Now here we are at the Azure portal and as you can see we’re looking at some files. I’ve uploaded four JPEGs from Wikimedia Commons and what we’re going to do is show how Azure Data Lake Analytics and U-SQL and our integrated cognitive abilities let us see what’s in these pictures without having any prior knowledge of machine learning or object tagging or detection, just plain U-SQL. So here’s a very simple script, right? Let me just walk through what the script is doing.
- First, all these assemblies are provided as part of U-SQL. As you can see, we have the FaceSdk, and we can detect emotion, tagging means objects in images, and OCR means detect text in images.
- The next is we have a little bit of U-SQL here and what we’re doing is we’re reading a bunch of JPEGs using this Cognitive.Vision.ImageExtractor and we’re storing that in a rowset called images, the filename and the image binary data. Then we’re using a built-in image processing code called Cognition.Vision.ImageTagger and what we’re doing is detecting the objects in the image, a number of objects and the tags, the strings that describe what’s in the image.
- Then finally, we’re going to output this as a simple comma separated value file in the Azure Data Lake Store. Now one more thing I want to point out is the slider that says AUs, analytic units. It’s the number of containers that will be used to execute this query. This is a small query, so I’ll just picked one container. But I can drag this up to a big number. If I had many images I could do a 100. Or I could increase this and even say 1,000, or 3,000.

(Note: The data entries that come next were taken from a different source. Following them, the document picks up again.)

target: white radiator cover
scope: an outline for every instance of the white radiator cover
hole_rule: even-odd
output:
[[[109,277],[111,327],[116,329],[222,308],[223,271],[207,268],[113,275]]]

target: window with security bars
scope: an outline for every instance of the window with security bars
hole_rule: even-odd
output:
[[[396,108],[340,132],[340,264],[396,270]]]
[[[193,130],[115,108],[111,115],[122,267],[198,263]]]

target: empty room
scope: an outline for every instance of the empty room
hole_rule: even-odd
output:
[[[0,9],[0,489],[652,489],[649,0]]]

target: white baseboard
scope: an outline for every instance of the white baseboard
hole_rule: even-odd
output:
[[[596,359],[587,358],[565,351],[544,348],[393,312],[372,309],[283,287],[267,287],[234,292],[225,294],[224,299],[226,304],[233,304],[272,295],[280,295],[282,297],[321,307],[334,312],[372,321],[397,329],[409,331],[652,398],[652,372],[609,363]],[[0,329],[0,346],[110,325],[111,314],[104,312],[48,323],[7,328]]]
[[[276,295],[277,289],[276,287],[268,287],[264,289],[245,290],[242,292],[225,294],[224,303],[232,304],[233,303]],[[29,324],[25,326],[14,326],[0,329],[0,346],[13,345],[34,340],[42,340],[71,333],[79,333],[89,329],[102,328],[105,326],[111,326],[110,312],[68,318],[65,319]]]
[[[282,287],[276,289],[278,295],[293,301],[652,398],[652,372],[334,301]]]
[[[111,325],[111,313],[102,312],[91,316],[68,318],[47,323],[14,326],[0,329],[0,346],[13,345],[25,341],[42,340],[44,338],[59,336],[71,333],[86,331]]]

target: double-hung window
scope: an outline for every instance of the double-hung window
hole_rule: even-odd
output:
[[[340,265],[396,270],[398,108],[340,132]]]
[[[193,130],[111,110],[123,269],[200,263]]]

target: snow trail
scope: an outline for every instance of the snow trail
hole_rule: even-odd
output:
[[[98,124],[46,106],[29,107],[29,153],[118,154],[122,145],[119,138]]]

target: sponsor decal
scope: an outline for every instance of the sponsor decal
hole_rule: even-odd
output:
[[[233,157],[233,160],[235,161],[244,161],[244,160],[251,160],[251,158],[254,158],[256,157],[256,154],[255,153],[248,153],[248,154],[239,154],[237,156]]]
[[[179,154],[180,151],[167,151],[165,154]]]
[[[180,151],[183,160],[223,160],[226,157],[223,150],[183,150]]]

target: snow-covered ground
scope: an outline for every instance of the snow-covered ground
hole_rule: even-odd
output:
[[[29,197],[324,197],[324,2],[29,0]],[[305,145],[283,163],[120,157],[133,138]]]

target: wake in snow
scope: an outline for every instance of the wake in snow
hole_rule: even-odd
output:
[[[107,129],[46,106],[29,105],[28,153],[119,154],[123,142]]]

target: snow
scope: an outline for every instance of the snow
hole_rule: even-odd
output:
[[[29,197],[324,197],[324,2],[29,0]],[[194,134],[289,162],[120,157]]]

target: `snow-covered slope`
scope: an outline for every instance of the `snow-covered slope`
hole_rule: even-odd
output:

Any number of containers, and I’ll just pay for the containers I use. In this case, I’ll leave it to 1 since I don’t have that many images. So, now let’s take a look at this job after it ran. As you can see, it completed and it read from these files and there were four images here and it placed the output here. Let’s take a look at the Output file. So in the four images, it’s detected a number of objects and in the third image, which is called Flood Under Old Route 49, Bridge Crossing Over, it says outdoor; tree; bridge; ground; arch. So based on Microsoft’s machine learning algorithms, this is what we think is in the image.